Marvin Bijou vit dans un petit village des Vosges. C’est un enfant solitaire, martyrisé par deux brutes à l’école. On le traite de pédé avant même qu’il ne sache totalement ce que ça veut dire. L’ambiance à la maison n’est pas des plus détendues non plus. Un jour, il découvre le théâtre grâce à sa proviseure. C’est ce qui va le sauver et lui permettre de s’échapper vers Paris, où il jouera plus tard son seul en scène et deviendra Martin Clément.

L’histoire du petit Marvin c’est d’abord celle d’Édouard Louis, qui racontait son enfance douloureuse dans son roman En finir avec Eddy Bellegueule. L’auteur a laissé carte blanche à Anne Fontaine pour adapter son histoire. La réalisatrice ne souhaitait pas rester fidèle au roman. Elle voulait véritablement s’en emparer et aller plus loin. Alors qu’Édouard Louis relate les 12 premières années de sa vie, elle décide d’imaginer ce qu’il est devenu adulte.

En choisissant de s’approprier ce sujet, Anne Fontaine fait l’éloge de la différence sans occulter la violence qu’elle suscite chez les autres. L’environnement dans lequel grandit Marvin est difficile et les agressions physiques autant que psychologiques font partie de son quotidien. Cette violence tire d’abord son origine d’un manque de communication flagrant entre le jeune garçon et sa famille. Pour se faire entendre, on crie et on s’insulte. Les préjugés sont tenaces, et Marvin est obligé de rentrer dans le moule, de sortir avec des filles, de boire de la bière comme « un vrai mec » pour ne pas trop attirer l’attention.

     

La mise en scène, remplie de parallèles et de jeux de miroir, nous invite à suivre le point de vue de Marvin au fur et mesure de son émancipation. Anne Fontaine filme un récit initiatique où Marvin se construit à travers le regard de ses proches et de ceux qui croisent sa route. La proviseure (Catherine Mouchet) fait office de figure protectrice et tutélaire tandis que ses agresseurs lui font prendre conscience de son homosexualité de la pire des manières. Isabelle Huppert, qui joue son propre rôle, Abel (Vincent Macaigne) et Pierre (Sharif Andoura) le guideront vers sa première montée sur scène, pour son dévoilement ultime. Et ses parents, malgré leur maladresse, aiment leur fils et finiront par le dire à leur manière.

L’émotion qui émerge ne serait pas aussi forte sans l’interprétation incroyable du jeune Jules Poirier – dont on a du mal à croire que c’est le premier rôle au cinéma – et de Finnegan Oldfield.

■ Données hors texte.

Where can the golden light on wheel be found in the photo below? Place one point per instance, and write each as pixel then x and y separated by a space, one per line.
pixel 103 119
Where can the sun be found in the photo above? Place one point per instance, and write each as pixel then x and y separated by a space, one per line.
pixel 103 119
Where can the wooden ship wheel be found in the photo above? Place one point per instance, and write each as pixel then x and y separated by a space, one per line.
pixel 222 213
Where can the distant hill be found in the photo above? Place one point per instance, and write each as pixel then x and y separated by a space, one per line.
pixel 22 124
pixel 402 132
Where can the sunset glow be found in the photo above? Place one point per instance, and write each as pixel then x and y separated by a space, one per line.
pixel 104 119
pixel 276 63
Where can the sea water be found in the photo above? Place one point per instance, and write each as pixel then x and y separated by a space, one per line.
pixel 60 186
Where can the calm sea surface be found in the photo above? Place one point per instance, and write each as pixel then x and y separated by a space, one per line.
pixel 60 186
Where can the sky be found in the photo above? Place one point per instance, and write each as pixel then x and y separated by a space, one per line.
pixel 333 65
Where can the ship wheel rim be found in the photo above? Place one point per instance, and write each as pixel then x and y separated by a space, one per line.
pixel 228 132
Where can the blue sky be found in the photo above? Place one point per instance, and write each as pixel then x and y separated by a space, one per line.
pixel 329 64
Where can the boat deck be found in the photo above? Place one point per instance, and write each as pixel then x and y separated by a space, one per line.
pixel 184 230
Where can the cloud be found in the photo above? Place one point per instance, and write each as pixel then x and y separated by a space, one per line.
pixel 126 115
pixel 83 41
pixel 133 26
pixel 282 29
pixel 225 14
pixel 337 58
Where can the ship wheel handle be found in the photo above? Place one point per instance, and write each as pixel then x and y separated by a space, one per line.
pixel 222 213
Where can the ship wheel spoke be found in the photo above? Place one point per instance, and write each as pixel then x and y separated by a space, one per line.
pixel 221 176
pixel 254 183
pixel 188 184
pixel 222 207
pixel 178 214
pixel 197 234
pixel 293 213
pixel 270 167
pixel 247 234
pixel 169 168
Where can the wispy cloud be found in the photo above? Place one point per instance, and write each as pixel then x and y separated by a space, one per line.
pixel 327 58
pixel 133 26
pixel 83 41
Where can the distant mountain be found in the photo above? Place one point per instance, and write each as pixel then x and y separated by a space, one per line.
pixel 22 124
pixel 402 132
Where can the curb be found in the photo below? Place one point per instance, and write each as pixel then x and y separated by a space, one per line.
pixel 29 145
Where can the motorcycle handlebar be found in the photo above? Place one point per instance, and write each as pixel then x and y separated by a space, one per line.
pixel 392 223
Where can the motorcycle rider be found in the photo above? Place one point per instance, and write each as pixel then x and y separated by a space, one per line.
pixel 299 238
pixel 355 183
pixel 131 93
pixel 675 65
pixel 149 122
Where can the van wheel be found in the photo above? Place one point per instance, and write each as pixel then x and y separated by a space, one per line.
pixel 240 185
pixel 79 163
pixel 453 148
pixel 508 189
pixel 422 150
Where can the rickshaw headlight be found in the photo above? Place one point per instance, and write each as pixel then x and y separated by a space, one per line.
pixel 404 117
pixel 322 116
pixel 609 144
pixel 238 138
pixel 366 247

Tous les seconds rôles sont aussi formidables de justesse pour une narration qui l’est tout autant.

Anne Fontaine considère ce film comme son plus autobiographique car elle est allée puiser en elle pour évoquer sa propre différence. À la projection du film, elle a d’ailleurs cité Michel Bouquet qui disait qu’un film ne peut toucher un spectateur que s’il le renseigne sur lui-même. Et Marvin nous dit forcément quelque chose sur nous-mêmes ou en tout cas nous incite à respecter cette Différence encore si mal acceptée.